> Frequent updates, in the old days, meant that a vendor had poor QA. I think that's probably still the case most of the time today, too.
Back in the 80s and 90s if you had bad QA you'd ship very buggy software and customers hated you because they had to live with it for months and months until the company managed to do another release. And then it was costly to ship off those floppies to every customer. So there was a very real price to pay, in money and reputation.
Then it became possible to do updates online. Initially it was a nice way to deliver an emergency fix if necessary, but you mostly continued to do nice QA'd releases every now and then.

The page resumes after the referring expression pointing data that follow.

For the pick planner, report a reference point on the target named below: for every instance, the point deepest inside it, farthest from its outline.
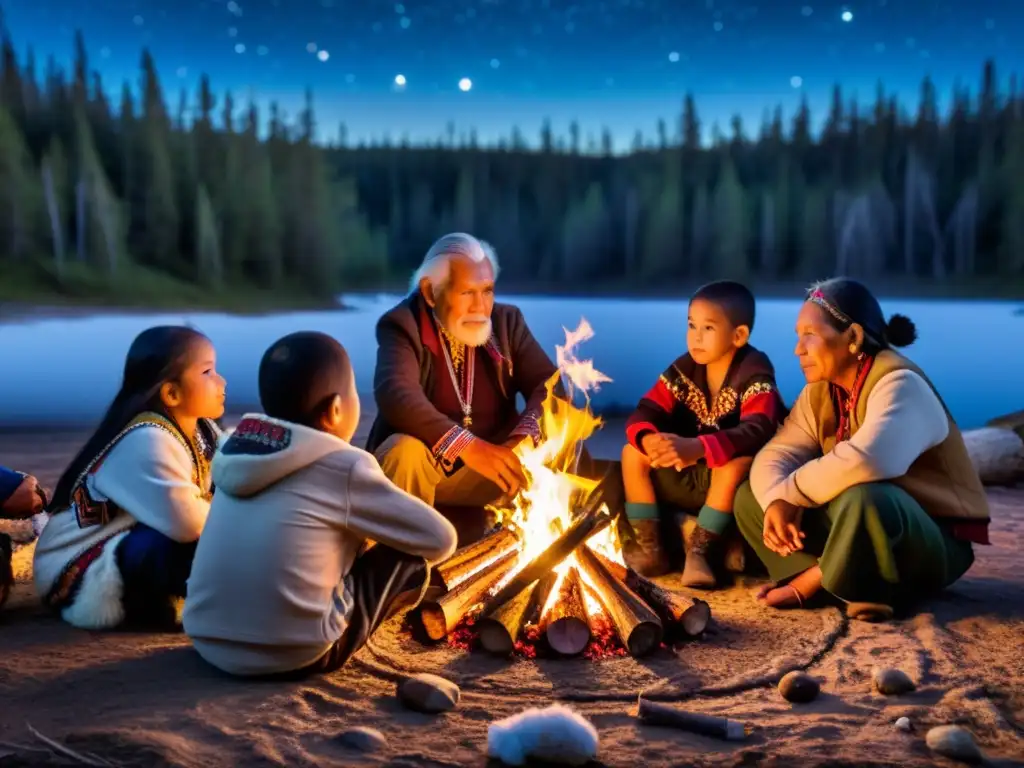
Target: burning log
(500, 629)
(638, 627)
(561, 548)
(439, 616)
(470, 559)
(566, 625)
(688, 613)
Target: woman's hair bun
(900, 331)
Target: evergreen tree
(158, 219)
(585, 238)
(19, 194)
(729, 215)
(209, 261)
(664, 239)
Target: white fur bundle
(555, 734)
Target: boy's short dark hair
(299, 375)
(733, 298)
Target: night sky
(621, 64)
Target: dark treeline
(215, 194)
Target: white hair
(436, 265)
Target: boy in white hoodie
(283, 583)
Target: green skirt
(873, 543)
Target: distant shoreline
(794, 290)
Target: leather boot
(646, 556)
(697, 572)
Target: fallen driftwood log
(469, 559)
(638, 626)
(566, 626)
(439, 616)
(706, 725)
(499, 630)
(561, 548)
(690, 614)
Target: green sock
(714, 520)
(636, 511)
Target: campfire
(551, 576)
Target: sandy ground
(148, 699)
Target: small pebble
(799, 687)
(953, 742)
(891, 682)
(428, 693)
(363, 739)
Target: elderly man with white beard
(450, 365)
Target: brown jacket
(407, 343)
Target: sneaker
(645, 555)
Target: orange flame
(544, 508)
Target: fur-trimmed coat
(147, 476)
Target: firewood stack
(477, 584)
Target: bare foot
(785, 596)
(795, 594)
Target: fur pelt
(555, 734)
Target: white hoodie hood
(262, 451)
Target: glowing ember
(542, 515)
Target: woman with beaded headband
(866, 492)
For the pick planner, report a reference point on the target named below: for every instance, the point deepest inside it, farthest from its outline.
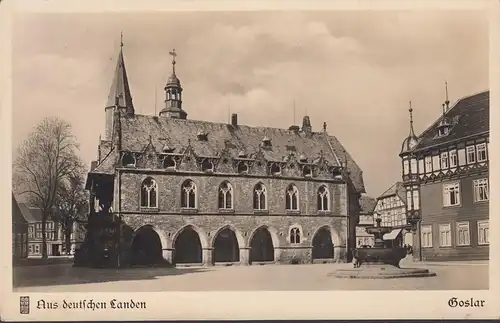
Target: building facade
(19, 233)
(391, 209)
(169, 189)
(55, 239)
(366, 219)
(446, 175)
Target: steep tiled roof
(17, 215)
(178, 134)
(469, 116)
(396, 189)
(30, 214)
(120, 90)
(367, 204)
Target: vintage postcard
(250, 160)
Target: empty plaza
(65, 278)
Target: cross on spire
(412, 132)
(173, 53)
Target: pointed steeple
(412, 140)
(445, 124)
(173, 94)
(412, 131)
(119, 93)
(119, 98)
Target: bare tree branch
(45, 160)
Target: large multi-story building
(366, 219)
(391, 209)
(446, 176)
(167, 188)
(53, 231)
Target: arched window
(242, 168)
(306, 171)
(128, 159)
(295, 235)
(323, 199)
(225, 196)
(207, 166)
(169, 162)
(260, 197)
(292, 198)
(275, 169)
(149, 193)
(188, 195)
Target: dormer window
(167, 149)
(128, 159)
(202, 135)
(169, 163)
(443, 128)
(266, 142)
(443, 131)
(337, 172)
(207, 166)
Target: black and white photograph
(284, 150)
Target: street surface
(65, 278)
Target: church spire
(412, 132)
(412, 140)
(173, 94)
(119, 93)
(119, 98)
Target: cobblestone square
(65, 278)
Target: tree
(71, 206)
(45, 159)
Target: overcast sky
(355, 70)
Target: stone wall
(169, 219)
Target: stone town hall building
(167, 188)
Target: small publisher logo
(24, 304)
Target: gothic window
(323, 198)
(295, 235)
(292, 198)
(207, 166)
(169, 162)
(188, 195)
(149, 193)
(128, 159)
(242, 168)
(225, 196)
(260, 197)
(275, 169)
(306, 171)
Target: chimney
(234, 120)
(294, 129)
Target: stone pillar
(207, 256)
(244, 256)
(167, 254)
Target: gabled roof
(139, 130)
(17, 215)
(469, 116)
(119, 93)
(397, 189)
(367, 204)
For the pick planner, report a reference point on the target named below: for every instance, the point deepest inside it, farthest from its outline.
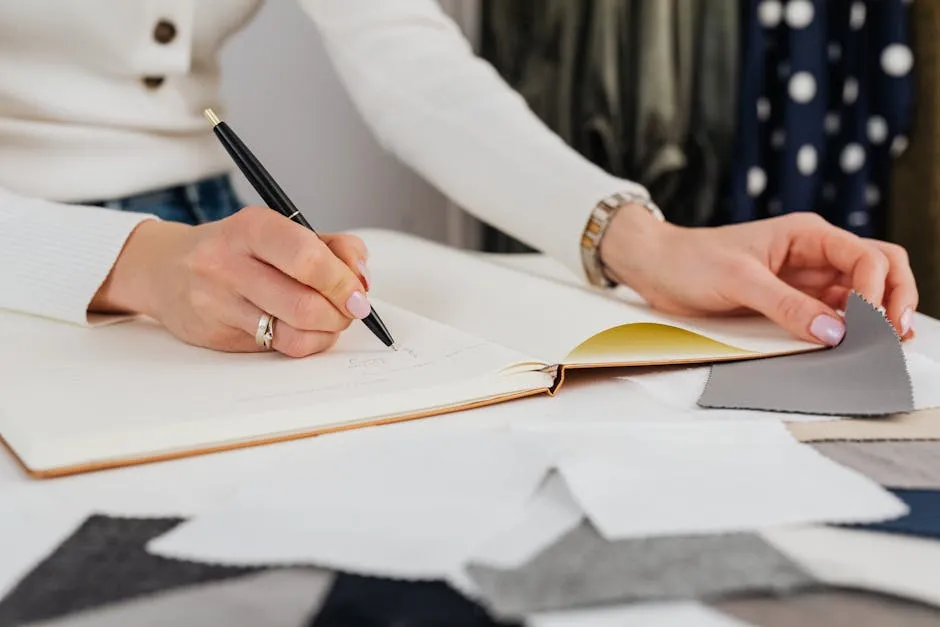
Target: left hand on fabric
(797, 270)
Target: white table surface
(36, 515)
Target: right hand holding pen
(210, 284)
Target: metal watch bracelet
(600, 219)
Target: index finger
(299, 253)
(820, 245)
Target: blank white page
(547, 317)
(74, 395)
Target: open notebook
(471, 331)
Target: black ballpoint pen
(275, 198)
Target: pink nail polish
(907, 318)
(827, 330)
(364, 273)
(358, 306)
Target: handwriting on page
(379, 371)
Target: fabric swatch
(865, 375)
(661, 613)
(277, 598)
(584, 569)
(923, 520)
(888, 563)
(831, 607)
(905, 465)
(103, 561)
(920, 425)
(377, 602)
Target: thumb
(795, 311)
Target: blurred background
(727, 110)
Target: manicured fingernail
(358, 306)
(364, 274)
(907, 318)
(827, 329)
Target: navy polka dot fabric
(826, 99)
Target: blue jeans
(194, 203)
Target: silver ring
(264, 334)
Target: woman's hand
(210, 284)
(796, 269)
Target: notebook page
(545, 316)
(75, 395)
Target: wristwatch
(594, 231)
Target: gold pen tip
(211, 116)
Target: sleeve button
(164, 32)
(153, 82)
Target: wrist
(631, 241)
(129, 287)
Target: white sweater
(78, 122)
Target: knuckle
(311, 259)
(808, 220)
(307, 309)
(206, 258)
(296, 345)
(899, 253)
(222, 337)
(790, 307)
(202, 304)
(329, 341)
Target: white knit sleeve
(447, 114)
(54, 257)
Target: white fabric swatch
(395, 503)
(883, 562)
(639, 480)
(551, 514)
(665, 614)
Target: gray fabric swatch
(279, 598)
(866, 375)
(584, 569)
(908, 465)
(832, 608)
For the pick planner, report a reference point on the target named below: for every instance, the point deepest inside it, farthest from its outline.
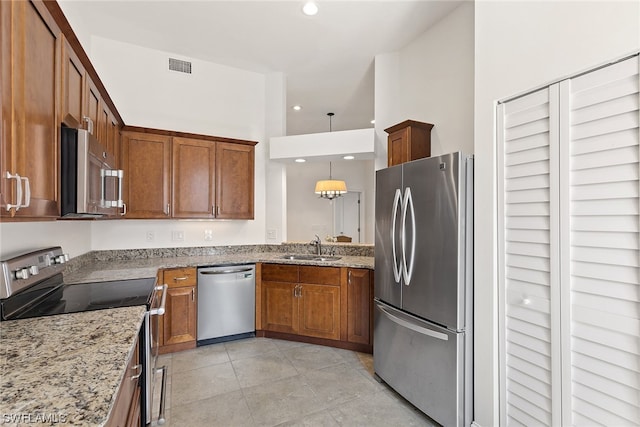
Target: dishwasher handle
(239, 270)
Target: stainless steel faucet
(318, 244)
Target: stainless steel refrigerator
(423, 318)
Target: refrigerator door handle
(394, 215)
(407, 203)
(413, 326)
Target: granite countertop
(65, 369)
(114, 269)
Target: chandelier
(330, 188)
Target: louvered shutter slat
(604, 260)
(569, 251)
(527, 268)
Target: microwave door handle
(394, 215)
(113, 173)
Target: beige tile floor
(268, 382)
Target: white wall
(276, 173)
(430, 80)
(21, 237)
(307, 214)
(520, 45)
(213, 100)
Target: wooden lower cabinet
(280, 307)
(127, 407)
(178, 329)
(319, 311)
(359, 306)
(324, 305)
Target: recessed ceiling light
(310, 8)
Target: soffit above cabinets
(324, 146)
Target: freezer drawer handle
(413, 327)
(407, 271)
(161, 418)
(394, 214)
(240, 270)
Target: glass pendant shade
(330, 188)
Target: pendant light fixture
(330, 188)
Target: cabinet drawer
(320, 275)
(280, 273)
(180, 277)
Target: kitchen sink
(295, 257)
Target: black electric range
(32, 285)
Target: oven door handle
(160, 310)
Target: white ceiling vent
(178, 65)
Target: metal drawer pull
(135, 368)
(160, 310)
(27, 190)
(18, 204)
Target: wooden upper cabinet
(31, 53)
(212, 179)
(193, 178)
(407, 141)
(234, 181)
(73, 88)
(146, 161)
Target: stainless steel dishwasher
(226, 303)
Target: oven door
(156, 377)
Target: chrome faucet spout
(318, 244)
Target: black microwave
(89, 184)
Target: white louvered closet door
(568, 246)
(600, 241)
(528, 250)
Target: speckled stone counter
(65, 369)
(121, 265)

But as with everything, when something becomes too easy it gets abused. So companies realized why do much QA (or any QA in extreme cases). Just push updates all the time and hope for the best, if customers (who are now QA) scream, push another update tomorrow. Break quick, fix quick.
It's mostly unsatisfactory if one values stable quality software.
> Frequent updates, in the old days, meant that a vendor had poor QA. I think that's probably still the case most of the time today, too.
The internet has normalized poor QA. The bosses don't give a shit about QA anymore because it's so cheap to just push out a patch.
I mean just look at old video game magazines that talked about the software development process: the developers would test the hell out of a game, then test the hell out of it again, because once it was burned onto a $100 cart (in 2024 dollars) it wasn't ever going to change.
Now games can remain buggy and unstable for months or even years after "release."
I never worked on games, but I did do a streaming video app for PS3 in 2010, during the time period when it was arguably the best media center box available. Working with Sony (SCEE) on this was eye opening how their QA process was set up. Essentially you formally submitted the compiled app (C++ and Flash!) to them, and then tickets would come back and you'd have to address them. QA was a separate org so you never really met them in person, all issue discussion would happen in-band to the ticketing system. QA had all the power to decide when and if this thing would ship, much moreso than Product or Engineering. I can't say the process made a ton of sense for a downloadable app powered by a multi-platform online service, but it was illuminating as to how the high quality bar of 90s/00s console games was achieved.
Thanks for jogging my memory! I believe we did two rounds of QA, the first was unlimited but shallow and high latency, the final QA I believe was called Format QA and there was a quota, if you had more than 6 issues or something you were rejected and had to go back into the queue (for months).